This is a proposal to collect the necessary data for FDA regulatory approval of the Cytonics assay as a diagnostic tool to identify patients who will respond to steroid injection therapy for LBP due to radiculopathy. Low back pain (LBP) syndromes include spinal degenerative conditions with and without nerve root or cauda equina irritation. These syndromes represent some of the most common reasons for patients to seek medical attention. LBP syndromes associated with neurological irritation are often effectively treated, whereas those not primarily associated with neurological irritation have proven resistant. The greatest current challenge in the clinical care of patients with LBP syndromes is identifying those who suffer from active neurological irritation and therefore may benefit from interventional therapies, such as corticosteroid injection (ESI). However, there is currently no validated test to discriminate between patients who will or will not respond to ESI. For example, only ~50% of the >10 million yearly epidural steroid injections successfully relieve pain. Many patients that don't respond to initial steroid injections will receive follow-up injections at the same or a different spinal location. These unnecessary injections are costly and have side effects. In Phase I, we developed and validated an assay that can prospectively identify patients who will respond to steroid treatment.

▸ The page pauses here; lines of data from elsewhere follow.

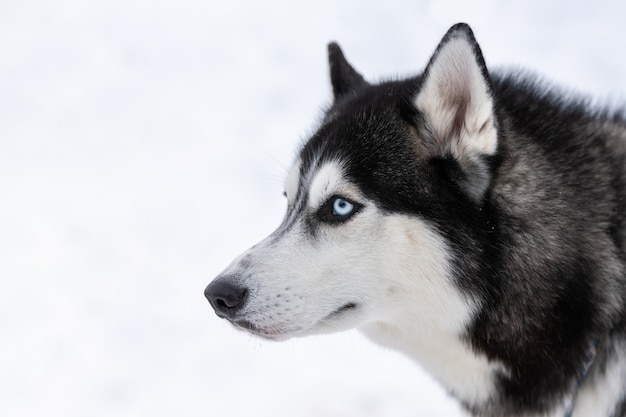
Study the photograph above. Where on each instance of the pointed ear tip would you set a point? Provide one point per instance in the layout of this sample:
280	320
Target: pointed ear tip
334	48
462	29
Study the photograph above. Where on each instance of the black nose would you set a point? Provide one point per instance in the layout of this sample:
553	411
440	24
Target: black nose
225	296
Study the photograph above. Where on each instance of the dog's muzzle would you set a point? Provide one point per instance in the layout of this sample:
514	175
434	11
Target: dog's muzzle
226	297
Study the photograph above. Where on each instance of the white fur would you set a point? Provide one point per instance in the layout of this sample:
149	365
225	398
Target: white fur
395	269
292	182
454	84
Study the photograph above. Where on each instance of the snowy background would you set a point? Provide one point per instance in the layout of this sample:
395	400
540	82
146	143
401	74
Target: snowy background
143	146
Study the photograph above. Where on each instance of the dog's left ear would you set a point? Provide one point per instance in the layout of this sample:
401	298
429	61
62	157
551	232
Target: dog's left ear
456	101
343	77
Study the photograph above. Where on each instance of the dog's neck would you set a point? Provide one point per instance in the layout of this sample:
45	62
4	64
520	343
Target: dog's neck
467	375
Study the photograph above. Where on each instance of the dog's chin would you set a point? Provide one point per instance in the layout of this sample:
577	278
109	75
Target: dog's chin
343	318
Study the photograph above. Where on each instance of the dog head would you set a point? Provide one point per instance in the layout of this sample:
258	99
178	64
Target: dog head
363	241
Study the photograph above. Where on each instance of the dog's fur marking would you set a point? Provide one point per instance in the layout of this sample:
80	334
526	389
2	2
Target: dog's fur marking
486	237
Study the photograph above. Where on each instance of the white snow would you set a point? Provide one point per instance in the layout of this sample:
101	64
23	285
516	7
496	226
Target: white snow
143	145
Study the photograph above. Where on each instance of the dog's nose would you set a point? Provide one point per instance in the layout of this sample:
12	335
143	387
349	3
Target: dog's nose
225	296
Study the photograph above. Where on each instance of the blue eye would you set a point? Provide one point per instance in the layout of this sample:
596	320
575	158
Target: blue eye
342	207
337	210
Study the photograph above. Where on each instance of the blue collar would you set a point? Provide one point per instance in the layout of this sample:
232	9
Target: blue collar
589	359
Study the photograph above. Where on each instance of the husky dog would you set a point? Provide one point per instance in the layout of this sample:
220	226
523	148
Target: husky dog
473	220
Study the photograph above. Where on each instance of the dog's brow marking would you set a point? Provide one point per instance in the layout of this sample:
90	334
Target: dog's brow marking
324	182
292	181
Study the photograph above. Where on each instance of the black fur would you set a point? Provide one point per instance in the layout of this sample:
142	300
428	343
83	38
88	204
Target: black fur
544	248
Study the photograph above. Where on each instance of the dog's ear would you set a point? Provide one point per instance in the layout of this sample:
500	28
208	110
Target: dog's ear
455	99
343	77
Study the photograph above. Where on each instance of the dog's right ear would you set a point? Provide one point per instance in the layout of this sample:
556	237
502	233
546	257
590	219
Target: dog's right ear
343	77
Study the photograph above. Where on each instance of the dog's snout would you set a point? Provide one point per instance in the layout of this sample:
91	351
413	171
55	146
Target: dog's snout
225	296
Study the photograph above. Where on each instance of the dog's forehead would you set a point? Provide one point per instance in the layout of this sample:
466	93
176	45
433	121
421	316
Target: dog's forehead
315	182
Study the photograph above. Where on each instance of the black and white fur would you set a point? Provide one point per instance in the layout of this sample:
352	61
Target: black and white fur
473	220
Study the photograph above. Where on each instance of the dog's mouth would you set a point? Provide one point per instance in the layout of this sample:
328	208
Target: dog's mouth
278	331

Our Specific Aim i n Phase II is to collect the necessary data for FDA regulatory approval of the Cytonics assay as a diagnostic tool to identify patients who will respond to steroid injection therapy for LBP due to radiculopathy. To achieve this Objective, we will carry out the following Tasks: Task #1: Validate our assay to meet FDA manufacturing guidelines. Task #2: Carry out a large prospective study appropriate for obtaining PMA clearance using our validated assay. Task #3: Prepare and submit a PMA to the FDA. The assay will be sold as a kit, complete with all of the reagents required for the assay. We will provide the diagnostic kit to CLIA labs that are interested in providing the testing service, many of which will be located in surgical hospitals or outpatient centers. We will utilize a network of medical product distributors to provide information on the diagnostic to spine surgeons, neurologist, and pain management specialists in an effort to encourage the use of the test for their patients. We will also publish and present extensively on results of using our product. Phase II will result in a diagnostic assay to be submitted for FDA approval.

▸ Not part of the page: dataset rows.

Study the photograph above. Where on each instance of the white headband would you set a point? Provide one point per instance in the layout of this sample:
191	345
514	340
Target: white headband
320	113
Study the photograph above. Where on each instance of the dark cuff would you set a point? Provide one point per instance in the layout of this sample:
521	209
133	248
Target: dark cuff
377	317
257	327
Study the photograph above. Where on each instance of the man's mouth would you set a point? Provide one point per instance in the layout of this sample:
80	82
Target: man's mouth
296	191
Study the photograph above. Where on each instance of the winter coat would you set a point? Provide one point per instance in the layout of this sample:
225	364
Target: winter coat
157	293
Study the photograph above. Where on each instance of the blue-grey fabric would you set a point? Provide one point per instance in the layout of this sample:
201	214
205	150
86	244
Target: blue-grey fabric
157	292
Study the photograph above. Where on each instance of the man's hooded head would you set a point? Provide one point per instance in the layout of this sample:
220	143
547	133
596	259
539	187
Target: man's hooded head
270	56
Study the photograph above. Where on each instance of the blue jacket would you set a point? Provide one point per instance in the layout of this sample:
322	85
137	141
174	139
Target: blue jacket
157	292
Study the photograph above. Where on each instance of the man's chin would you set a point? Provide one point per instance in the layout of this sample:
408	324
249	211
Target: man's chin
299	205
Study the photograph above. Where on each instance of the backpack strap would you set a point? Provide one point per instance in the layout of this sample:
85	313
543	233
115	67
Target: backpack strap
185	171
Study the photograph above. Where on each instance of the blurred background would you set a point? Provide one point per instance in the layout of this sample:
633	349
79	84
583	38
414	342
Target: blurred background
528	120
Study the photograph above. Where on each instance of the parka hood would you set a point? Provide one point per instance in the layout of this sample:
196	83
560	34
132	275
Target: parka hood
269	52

This is a project to develop a diagnostic assay that helps physicians know when to use steroid injections for treating back pain. Currently, 10 million such injections are made each year at a cost of about $2000 per injection. Half of the injections are ineffective. Our assay will allow physicians to know when a patient will not respond to an injection, thereby avoiding the needless injections and saving about 10 billion dollars per year in ineffective treatments, as well as allowing the physician to focus on treating the patient more effectively.